Berkeley Homes’ Central Gardens plot in phase 3 is now underway with an expected completion date of late 2025.
It sits just south of towers recently completed which are seeing residents now move in. Both are in phase 3 in the above image and close to Peglar Square and the railway station.
The design language of the plot is very much along the lines of those blocks surrounding the square.
Other plots at Kidbrooke Village now also well underway including Waterlily Court (phase 5) which is expected to see residents move in from next April.
Total homes at that site were increased when reserved matters submitted in 2021, bringing the overall Kidbrooke Village housing total to 5,300.
There’s also the below block on the Kidbrooke Village site though not being marketed by Berkeley but through L&Q.
To the north of the station two other sites are underway. Transport for London’s joint venture named Kidbrooke Square is seeing Phase 1 nearing completion.
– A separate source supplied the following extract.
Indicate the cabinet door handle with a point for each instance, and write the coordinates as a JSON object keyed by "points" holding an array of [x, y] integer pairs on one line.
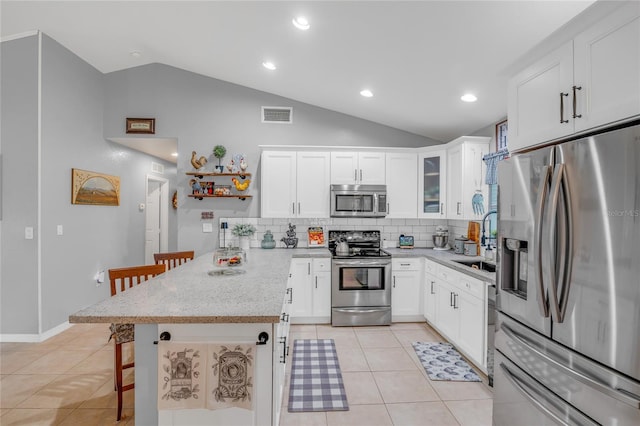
{"points": [[574, 101], [562, 120]]}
There will be 619 here when both phases are complete.
Nearby are two plots where Greenwich Council are building new homes under their Greenwich Builds scheme. These will bring 447 homes.
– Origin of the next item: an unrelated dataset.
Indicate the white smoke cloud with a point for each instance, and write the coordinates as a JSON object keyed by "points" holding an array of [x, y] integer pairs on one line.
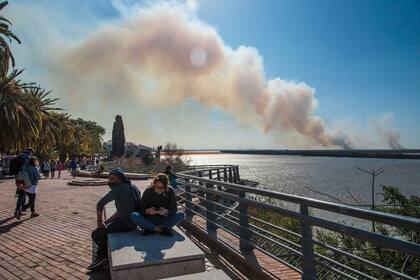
{"points": [[161, 56], [385, 130]]}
Concrete frames of some blocks are now evident up to around the fourth floor.
If we combine Berkeley’s Kidbrooke Village masterplan with other sites in the vicinity, Kidbrooke will see around 6,500 homes – pending any future increases.
Given a large amount of land remains undeveloped by Berkeley to the north west of the overall site (phase 6) that wouldn’t be a surprise.
In terms of transport for residents, there’s still 30 minute gaps from Southeastern Metro in trains to London Bridge. In the evening peak it’s 23 minute intervals.
This will slightly change from next month but long gaps will continue, offering a far worse service than most of these developments were planned or begun.
To top it off, the new station saw cut back after approval but before opening and is now regularly unstaffed.
Today is a fairly typical day:
Government cuts have ensured that despite a rising local population, station staffing has gone into reverse.